Macchi's lab team

Rbfox2: the key to block the development of cancer cells

On the cover, Paolo Macchi’s research group (University of Trento).

Thanks to the collaboration between the University of Trento and Washington was found a solution to block the growth of cancer cells. American biologists have turned to fellow Trento laboratory directed by Paolo Macchi for their experimental skills.

Over a century of research has illuminated the darkest depths inside human cells. Ten researchers from the universities of Trento and Washington have created an engineered protein (Rbfox2, family Rbfox) capable of binding to a particular type of nucleic acid (miR-21, item that is associated with the development of cancer cells), just like a key with its lock, and that, once inside the cancer cell, manages to inhibit development.

The study, which is the result of international collaboration between the laboratory directed by Paolo Macchi (Lab of Molecular and Cellular Neurobiology, Center for integrated biology – CIBIO, University of Trento) and directed by Gabriele Varani (Department of Chemistry, Washington University), was published in the scientific journal “Nature Chemical Biology”.

The interaction between proteins and nucleic acids (specifically RNA) – says Paolo Macchi del CIBIO – is very complex and figure out how this is done and how it is regulated to create, for example, engineered molecules with novel biological properties, for purposes not only research, but also therapeutic.

The micro-RNA (miRNA) are short sequences of RNA that regulate the activity of genes and contribute to normal cell growth. Lately they have been studied in a pathological context such as cancer. An altered miRNA expression triggers a series of events leading to a neoplastic transformation of the cell and thus the development of metastasis and poor prognosis in cancer patients.

For this Varani and his team have modified a human protein called Rbfox2, which occurs naturally in the cells and binds to microRNA. The researchers had the intention of designing a Rbfox2 protein capable of binding to a specific microRNA called miR-21, which, if present at high levels, increases expression of onco-genes promoters and a reduction of onco-genes suppressors. Scholars have speculated that if a protein as Rbfox2 was bound to miR-21, it could suppress the effects of the same miR-21 on tumor growth. They were not wrong.

Gabriele Varani's research group (University of Washington)
Gabriele Varani’s research group (University of Washington)
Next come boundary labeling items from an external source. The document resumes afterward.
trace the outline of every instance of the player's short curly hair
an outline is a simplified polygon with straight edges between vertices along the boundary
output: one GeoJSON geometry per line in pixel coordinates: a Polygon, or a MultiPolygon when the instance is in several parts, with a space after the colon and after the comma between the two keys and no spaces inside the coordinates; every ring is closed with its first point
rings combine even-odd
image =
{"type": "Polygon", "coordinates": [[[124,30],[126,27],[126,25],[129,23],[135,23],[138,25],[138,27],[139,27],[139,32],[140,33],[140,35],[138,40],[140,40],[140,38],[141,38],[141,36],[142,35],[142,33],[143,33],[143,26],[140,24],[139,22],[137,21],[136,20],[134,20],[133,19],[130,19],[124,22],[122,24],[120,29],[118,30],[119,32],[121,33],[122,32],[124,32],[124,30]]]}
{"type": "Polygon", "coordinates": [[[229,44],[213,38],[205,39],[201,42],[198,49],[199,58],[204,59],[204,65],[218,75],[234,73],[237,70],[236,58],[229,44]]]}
However, in order for this process to succeed, the protein must bind to microRNA miR-21 and no one else. Fortunately, all the molecules of RNA, including microRNAs, have an inherent property that gives them special feature: consist of a chain of chemical “letters”, each with a unique sequence. To date, no other research group had ever successfully altered a protein to make it bind to a specific microRNAs. Researchers at the University of Washington have relied on high-quality data about protein structure Rbfox2 to understand, at the level of individual atoms, as it binds to its natural sequence of letters of the RNA segment.

Then have predicted how the sequence of Rbfox2 would change to attach instead to miR-21. So, altering only four carefully selected amino acids, Rbfox2 it is attached to miR-21, preventing the microRNA to send his message to promote tumors.
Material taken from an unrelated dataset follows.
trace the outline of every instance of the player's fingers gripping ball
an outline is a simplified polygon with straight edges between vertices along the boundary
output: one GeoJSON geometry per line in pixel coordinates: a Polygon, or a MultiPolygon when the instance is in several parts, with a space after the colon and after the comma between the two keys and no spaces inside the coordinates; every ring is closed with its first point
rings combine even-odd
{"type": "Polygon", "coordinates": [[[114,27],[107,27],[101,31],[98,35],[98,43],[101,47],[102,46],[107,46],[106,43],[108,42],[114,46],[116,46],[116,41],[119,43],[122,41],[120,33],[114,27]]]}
The researchers also engineered a second protein that should erase any miR-21 from cells. They did it with the insertion of the Rbfox2 regions that are tied to miR-21 on a separate protein called Dicer. Dicer normally separates the RNA into smaller pieces and generates functional microRNAs. Surprisingly the Rbfox2 hybrid protein-Dicer showed a particular inclination to cut the miR-21 until you delete it.

Varani and his team believe that Rbfox2 could be redesigned to attach even to microRNA other than miR-21. There are thousands of microRNA to choose from, and many are involved in diseases. The key to realizing this potential lies in the streamline and automate the accurate methods that the team used to model interactions at the atomic level of Rbfox2 with RNA. Not only could be useful lab tools to investigate microRNA functions, but, over time, would form the basis of new therapies for the treatment of diseases.

Macchi reports that colleagues from the University of Washington, who have a chemical-structural approach to the life sciences, have turned to the biologists of the CIBIO experimental for their expertise on the cells.

The work is important because it emphasizes once again the value and application of basic research. Basic research has allowed to know the structure of the regions of proteins involved in the interaction with nucleic acids, as well as discovering miRNAs and their involvement in both physiological and pathological processes. Having put together and successfully knowledge and skills of our research groups belonging to different fields of biology has been challenging and extremely interesting. This is the second collaborative work published in international journals within a few months by our two groups.

The article was published in the scientific journal Nature Chemical Biology with the title “Targeted inhibition of oncogenic miR-21 maturation with designed RNA-binding proteins”. The authors are ten. For the University of Washington: Yu Chen, Fan Yang, Tom Pavelitz, Wen Yang, Katherine Godin, Matthew Walker and Suxin Zheng with Lab Manager Gabriele Varani, while authors belonging to the University of Trento are Lorena Zubovic and Paolo Macchi, head of Lab of Molecular and Cellular Neurobiology.

The work was supported by the American Institute of health and the University of Trento (biotechnology).